Ann Muenzer and Mark Beams (a rare class couple) have a formal message at their home in Newtown, Conn. Maybe, working at GE, Mark gets a lot of calls at home and has to maintain a proper corporate profile.
Kathy Kelley Cimina doesn't have an answering machine. I guess she's too busy teaching Jazzercise to get one.
I actually spoke to Stacy Dibbell when I called Dave Dibbell's house. I was a little disappointed to actually speak to anyone, but we got around to the topic of her answering machine. She informed me they reluctantly bought a machine last year and hate it. Their message is very traditional but effective. Dave had not returned yet from performing plastic surgery on some poor soul in Eau Claire when I called, but since he was due home any minute, I hung up.
I got a house-sitter when I called Rich Elmore in upstate Vermont.
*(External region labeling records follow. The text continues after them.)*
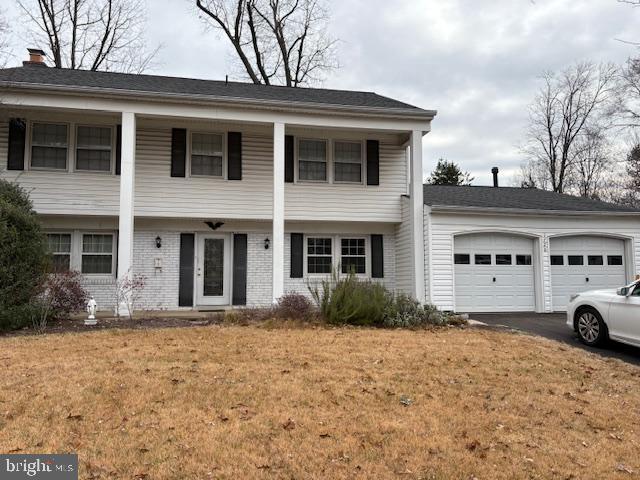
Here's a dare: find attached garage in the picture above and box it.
[550,235,627,311]
[423,185,640,313]
[454,233,535,312]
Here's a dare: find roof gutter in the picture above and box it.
[0,81,438,121]
[427,205,640,217]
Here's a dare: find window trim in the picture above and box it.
[304,234,336,277]
[25,119,70,172]
[186,129,229,180]
[44,230,74,270]
[336,235,371,278]
[73,123,118,175]
[330,138,367,185]
[303,233,371,279]
[294,137,333,184]
[78,230,118,278]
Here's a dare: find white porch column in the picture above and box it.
[118,112,136,315]
[410,130,425,303]
[271,123,284,303]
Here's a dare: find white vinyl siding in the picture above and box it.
[47,233,71,272]
[30,122,69,170]
[80,233,114,275]
[425,212,640,312]
[76,125,113,172]
[298,138,329,182]
[191,132,224,177]
[306,237,333,275]
[0,117,406,223]
[333,141,364,183]
[340,238,367,275]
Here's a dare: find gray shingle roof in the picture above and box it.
[0,65,434,116]
[423,185,640,214]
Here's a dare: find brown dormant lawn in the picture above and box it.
[0,326,640,479]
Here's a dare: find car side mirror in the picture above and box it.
[616,287,631,297]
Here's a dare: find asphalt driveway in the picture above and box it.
[469,313,640,365]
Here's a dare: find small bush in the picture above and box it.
[272,293,315,320]
[0,179,50,329]
[383,293,447,328]
[310,273,390,326]
[309,273,457,328]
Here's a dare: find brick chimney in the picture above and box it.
[22,48,47,67]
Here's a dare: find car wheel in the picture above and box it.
[576,308,608,347]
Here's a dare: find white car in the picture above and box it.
[567,281,640,347]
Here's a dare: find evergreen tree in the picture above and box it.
[427,158,473,185]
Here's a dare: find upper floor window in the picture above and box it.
[31,123,69,170]
[191,133,223,177]
[298,139,327,182]
[47,233,71,272]
[333,141,362,183]
[76,126,112,172]
[81,233,114,275]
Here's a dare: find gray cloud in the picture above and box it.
[2,0,640,184]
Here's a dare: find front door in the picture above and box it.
[196,234,231,305]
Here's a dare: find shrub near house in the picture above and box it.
[0,180,49,330]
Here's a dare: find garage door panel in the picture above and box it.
[550,235,626,311]
[454,234,535,312]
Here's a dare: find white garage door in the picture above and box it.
[550,236,626,311]
[454,233,535,312]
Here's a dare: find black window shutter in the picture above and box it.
[290,233,304,278]
[284,135,293,183]
[227,132,242,180]
[231,233,247,305]
[178,233,195,307]
[116,125,122,175]
[7,118,27,170]
[367,140,380,185]
[371,235,384,278]
[171,128,187,177]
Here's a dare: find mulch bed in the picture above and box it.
[0,316,219,337]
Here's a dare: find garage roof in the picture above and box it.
[0,64,436,118]
[424,185,640,214]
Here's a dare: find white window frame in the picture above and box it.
[294,137,333,184]
[27,120,74,172]
[331,138,367,185]
[303,233,371,279]
[78,230,118,278]
[336,235,371,278]
[73,123,118,175]
[44,230,73,270]
[187,130,228,180]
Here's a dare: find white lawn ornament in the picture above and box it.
[84,297,98,325]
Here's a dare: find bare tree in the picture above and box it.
[0,9,9,68]
[196,0,337,87]
[618,57,640,130]
[18,0,159,73]
[572,129,613,199]
[523,63,617,193]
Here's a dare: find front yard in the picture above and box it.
[0,326,640,479]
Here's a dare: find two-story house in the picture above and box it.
[0,50,435,316]
[5,50,640,312]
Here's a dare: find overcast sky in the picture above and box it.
[3,0,640,184]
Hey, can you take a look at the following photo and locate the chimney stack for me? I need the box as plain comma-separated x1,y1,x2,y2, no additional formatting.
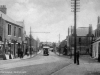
0,5,7,14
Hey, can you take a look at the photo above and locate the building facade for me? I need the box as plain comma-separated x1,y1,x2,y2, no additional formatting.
92,16,100,58
67,24,93,54
0,5,25,57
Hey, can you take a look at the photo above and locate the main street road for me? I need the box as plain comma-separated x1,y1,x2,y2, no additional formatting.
0,51,71,75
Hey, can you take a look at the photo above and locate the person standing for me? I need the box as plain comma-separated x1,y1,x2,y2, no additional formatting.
76,51,79,65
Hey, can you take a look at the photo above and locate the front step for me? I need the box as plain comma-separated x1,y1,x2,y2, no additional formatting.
0,54,6,60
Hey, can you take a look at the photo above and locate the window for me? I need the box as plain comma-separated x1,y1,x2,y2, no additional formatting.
19,28,21,37
14,27,16,36
8,24,11,35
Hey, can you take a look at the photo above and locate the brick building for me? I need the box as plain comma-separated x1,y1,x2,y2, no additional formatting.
0,5,25,56
67,24,93,54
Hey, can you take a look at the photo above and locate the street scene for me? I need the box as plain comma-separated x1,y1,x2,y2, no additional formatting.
0,0,100,75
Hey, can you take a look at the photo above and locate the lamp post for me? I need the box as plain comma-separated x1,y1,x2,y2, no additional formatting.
71,0,79,63
91,34,94,57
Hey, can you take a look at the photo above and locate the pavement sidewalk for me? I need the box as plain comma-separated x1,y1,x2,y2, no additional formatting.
52,56,100,75
0,51,41,65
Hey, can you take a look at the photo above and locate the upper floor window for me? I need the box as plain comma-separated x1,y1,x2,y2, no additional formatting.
19,28,21,37
8,24,11,35
14,27,16,36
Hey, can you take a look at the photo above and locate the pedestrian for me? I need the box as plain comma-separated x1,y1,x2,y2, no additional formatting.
76,51,79,65
98,54,100,62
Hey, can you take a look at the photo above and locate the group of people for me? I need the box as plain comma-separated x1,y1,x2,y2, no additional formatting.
18,47,23,58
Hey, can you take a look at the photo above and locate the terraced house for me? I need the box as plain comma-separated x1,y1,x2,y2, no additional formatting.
0,5,25,57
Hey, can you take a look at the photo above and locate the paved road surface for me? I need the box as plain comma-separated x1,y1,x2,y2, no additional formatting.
0,52,71,75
Rich and his family were on vacation on Lake Champlain, but the person who answered told me Rich's phone message was boring. He suggested I call their vacation spot but, sadly, it had no machine.
Calvert Barksdale, Tom Cohn, and Dave Bennett don't have machines, either.
What started out as your basic "We're not home now" message got considerably more interesting at the end when Jonathan Elkind suggested to his callers that if they were coming for Colin's party they should come a few minutes early and leave their shoes at the door. What kind of party would that be? A wine crush? A geisha party? Or just your runof-the-mill sneak attack?
The most soothing message was on Dee Dee Bentley's phone. The way her husband, Burton's, voice invites you to leave a message, I drought I had called Mister Rogers. Maybe it was, but without a video phone I had no way to verify it. No doubt in a few years that option will be available and we'll learn a whole lot more about our classmates. Until that time we'll have to make do with our imaginations.